L’obligation d’utiliser davantage de matériaux recyclés dans les emballages en plastique est notamment considérée par plusieurs acteurs comme un défi complexe. "La disponibilité de flux de matériaux recyclés de haute qualité et conformes aux normes de sécurité alimentaire sera un facteur crucial à cet égard." Par ailleurs, Capon (Fost Plus) et Verpact soulignent les défis liés aux systèmes de réutilisation, à la logistique de retour et au développement des infrastructures de recyclage.
Une conclusion partagée
Malgré les perspectives divergentes des instituts de recherche, des organisations sectorielles, des experts en conformité et des organisations de producteurs, la conclusion est remarquablement unanime.

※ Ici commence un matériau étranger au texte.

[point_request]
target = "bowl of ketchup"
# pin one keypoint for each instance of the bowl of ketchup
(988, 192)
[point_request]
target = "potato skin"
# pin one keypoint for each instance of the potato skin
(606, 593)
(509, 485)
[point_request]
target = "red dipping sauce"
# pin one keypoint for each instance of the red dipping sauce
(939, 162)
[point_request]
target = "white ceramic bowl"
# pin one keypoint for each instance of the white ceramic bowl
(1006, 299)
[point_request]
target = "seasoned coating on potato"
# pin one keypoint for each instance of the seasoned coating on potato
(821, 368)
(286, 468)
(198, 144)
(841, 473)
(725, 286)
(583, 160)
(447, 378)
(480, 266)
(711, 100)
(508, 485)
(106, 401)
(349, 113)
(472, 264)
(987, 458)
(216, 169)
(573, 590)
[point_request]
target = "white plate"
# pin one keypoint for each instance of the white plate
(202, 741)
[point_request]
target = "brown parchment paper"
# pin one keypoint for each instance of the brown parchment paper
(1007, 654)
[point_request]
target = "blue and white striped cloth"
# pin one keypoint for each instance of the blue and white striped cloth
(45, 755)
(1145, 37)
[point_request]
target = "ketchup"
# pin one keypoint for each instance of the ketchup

Les secteurs de l’emballage et de l’alimentation s’orientent déjà pleinement vers les objectifs de la PPWR et ont franchi des étapes importantes ces dernières années en matière de recyclabilité, de réduction des matériaux et de circularité.
Dans le même temps, il existe un besoin général de clarté. Non pas parce que les entreprises souhaitent ralentir la transition, mais précisément parce qu’elles veulent pouvoir réaliser les investissements nécessaires en temps voulu. La période à venir sera donc non seulement placée sous le signe de la poursuite de l’innovation, mais aussi de l’obtention de la sécurité juridique nécessaire pour concrétiser réellement les ambitions européennes.
Car sur un point, toutes les parties prenantes semblent d’accord: la direction à suivre est clairement définie. La question n’est pas de savoir si le secteur de l’emballage va changer, mais à quelle vitesse les entreprises disposeront des outils adéquats pour mener à bien cette transformation.